Spam War
By Leon Erlanger
Besides being the year of war, terrorism, corporate fraud, and blackouts, 2003 was also the year of spam. As more users found their legitimate e-mail vastly outnumbered by spam, spammers and antispam vendors played a constant Tom-and-Jerry game, frantically coming up with evermore-sophisticated techniques to outfox each other.

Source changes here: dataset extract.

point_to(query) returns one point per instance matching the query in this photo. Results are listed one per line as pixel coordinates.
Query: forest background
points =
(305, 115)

As recently as a year ago, many antispam solutions relied on keyword recognition to separate spam from legitimate e-mail. Spammers outwitted such strategies by interspersing commas, spaces, exclamation points, and deliberate misspellings (such as V!agra) in headers and message content to get through. We’ve all seen such tricks, but you may not be aware of less obvious ploys that rely on HTML features to foil spam filters. For example, a spammer may intersperse white-on-white text or zero-font-size characters in between visible text. You won’t see such characters unless you select them with your mouse, but filters take them into account. Other tricks include using the   HTML entity to place a space between letters, adding phony HTML style tags, or indicating each letter with an HTML entity. When a keyword filter sees HTML entities and style tags, it simply reads them as text. So if a spammer uses HTML entities for letters and spaces, the filter reads V i a g r a
What a user sees is Viagra.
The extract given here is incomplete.